His one weapon against evil: education and enlightenment — "a single torch: reason, the luminary within man, his moral sense… all of them arrayed against the darkness, against the dominion of Satan and his crew." And the root: "Man is born to labor. That is the secret, that is the truth. Hence the natural bond with the labor movement."
The personal moment R. Binyamin chose out of "decades" of acquaintance:
"A night of rain. He carries the great volume of the Gemara under his arm and walks to the synagogue (a shack in those days) for the lesson. The two of us huddle on the way under the corner of a roof against the rains. He consults me about the translation of a single foreign term… Never had I felt such closeness of soul as in that hour." Ibid. "Outside a fierce rain streamed down, and here in a dark corridor stood an old, good-hearted man pouring out his talk so pleasantly. With the Gemara under his arm…".
"S.Y. Agnon came in to see me… among other things he let fall this remark: 'The old man does his work. Every single day he translates a few pages of Anna Karenina. He is already at page forty.'" Ibid.
In time AZR abandoned the Tolstoy translation in favor of translating Bacher (the legends of the Tannaim) — a choice R. Binyamin applauds:
"Well did AZR do in leaving Anna Karenina to her own devices and turning to Bacher. Anna will be gathered up by whoever gathers her. But Bacher — not everyone who wishes to claim that name may come and claim it." Ibid. (Compare "AZR the Translator.")
But the simplicity is deceptive — AZR is also complex:
"He is both simple and complex. He loves simplicity but not cheapness… He is both devout and yet does not reject the new. He rejects only the bad; the bad he will not accept, but the good he accepts wherever he finds it." Ibid.
Here is a defining anecdote: when A.M. Guntzer of Berlin asked, "Can it be? A socialist compiling a book of Shulchan Aruch laws?", AZR answered with a question of his own:
"And how do you know that Moses our teacher was not a socialist? The young people who study the laws of the Shulchan Aruch — better that they learn from a handsome book, handsomely ordered… that too serves the public good." Ibid. And Yaakov Rabinowitz observed: in his social stories he is "the man of the hard and wrathful gaze," while in his preaching and in his aggadah he is "all kindness and mercy."

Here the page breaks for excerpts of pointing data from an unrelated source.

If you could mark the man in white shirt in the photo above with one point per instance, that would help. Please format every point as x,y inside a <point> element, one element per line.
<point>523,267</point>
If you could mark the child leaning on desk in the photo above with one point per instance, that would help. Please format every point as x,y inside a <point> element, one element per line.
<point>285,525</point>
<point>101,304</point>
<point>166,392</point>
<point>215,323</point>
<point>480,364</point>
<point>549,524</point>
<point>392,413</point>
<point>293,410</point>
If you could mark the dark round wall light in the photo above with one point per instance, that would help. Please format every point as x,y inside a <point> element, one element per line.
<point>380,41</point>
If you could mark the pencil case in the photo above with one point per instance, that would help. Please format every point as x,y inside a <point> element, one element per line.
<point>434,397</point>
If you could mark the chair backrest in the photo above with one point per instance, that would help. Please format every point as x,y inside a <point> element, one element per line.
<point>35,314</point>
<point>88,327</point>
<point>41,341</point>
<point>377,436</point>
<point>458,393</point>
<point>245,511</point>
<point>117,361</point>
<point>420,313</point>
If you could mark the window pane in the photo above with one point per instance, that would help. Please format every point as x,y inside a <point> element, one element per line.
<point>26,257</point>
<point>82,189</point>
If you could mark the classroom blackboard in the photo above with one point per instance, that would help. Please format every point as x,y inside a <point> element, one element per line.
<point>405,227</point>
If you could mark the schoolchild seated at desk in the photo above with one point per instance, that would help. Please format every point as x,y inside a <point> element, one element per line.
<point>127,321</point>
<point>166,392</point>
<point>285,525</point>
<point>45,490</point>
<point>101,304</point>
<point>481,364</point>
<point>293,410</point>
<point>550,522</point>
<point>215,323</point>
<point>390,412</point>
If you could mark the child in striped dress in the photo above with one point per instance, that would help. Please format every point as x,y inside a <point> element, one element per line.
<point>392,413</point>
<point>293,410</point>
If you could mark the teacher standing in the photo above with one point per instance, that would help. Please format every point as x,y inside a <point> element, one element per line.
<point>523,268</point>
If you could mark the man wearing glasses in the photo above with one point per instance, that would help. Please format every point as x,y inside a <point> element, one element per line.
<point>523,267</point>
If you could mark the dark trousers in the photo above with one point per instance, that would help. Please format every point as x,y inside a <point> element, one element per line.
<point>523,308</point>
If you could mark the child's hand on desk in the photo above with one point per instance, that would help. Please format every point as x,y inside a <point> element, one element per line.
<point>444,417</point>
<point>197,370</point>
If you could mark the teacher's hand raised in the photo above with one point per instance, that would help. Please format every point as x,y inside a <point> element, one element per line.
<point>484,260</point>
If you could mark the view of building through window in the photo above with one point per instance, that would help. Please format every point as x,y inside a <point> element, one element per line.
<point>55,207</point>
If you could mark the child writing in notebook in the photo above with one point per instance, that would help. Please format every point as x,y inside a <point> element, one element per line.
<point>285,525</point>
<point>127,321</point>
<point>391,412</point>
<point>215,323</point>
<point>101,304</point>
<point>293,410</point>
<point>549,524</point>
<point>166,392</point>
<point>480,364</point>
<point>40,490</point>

R. Binyamin, the third partner, supplies rare details on the AZR–Brenner alliance:
"There was a great love between him and Brenner, and it seems to me that during a grave illness he went through at the time, he appointed Brenner his guardian. Yet this quiet, easygoing man could also be quite hard, standing on his principles in the tent of literature." Ibid.
Hence the editorial dynamic: AZR signed "Yizkor" alone as editor "even though in practice the work was done mainly by Brenner and in part by me"; and so too with "Yefet" — "Brenner yielded to him, but insisted that he alone sign… in the spirit of 'blot me, I pray thee, out of thy book.'" And nonetheless, "all these disagreements and even frictions were free of any personal note… in the personal sphere we were free of any blemish." (See "AZR and Brenner".)
The reason for his aliyah, in his own words, as he told R. Binyamin:
"Sixteen years I labored in the Talmud Torah; some four thousand pupils took instruction from my mouth… I shall go to the Land of Israel… there I shall see my nation crowned in the glory of old age, and in the strength of youth." Ibid. (AZR in his own words).
And in the eulogy (5706/1945), a farewell befitting his life:
"And he merited something more: a simple funeral, a Jewish funeral, without fanfare… in his death as in his life. Walking humbly… And may he yet merit the closing note: a simple headstone. For that let every pious man pray." Ibid. (Kfar Etzion, 16 Tishrei 5706).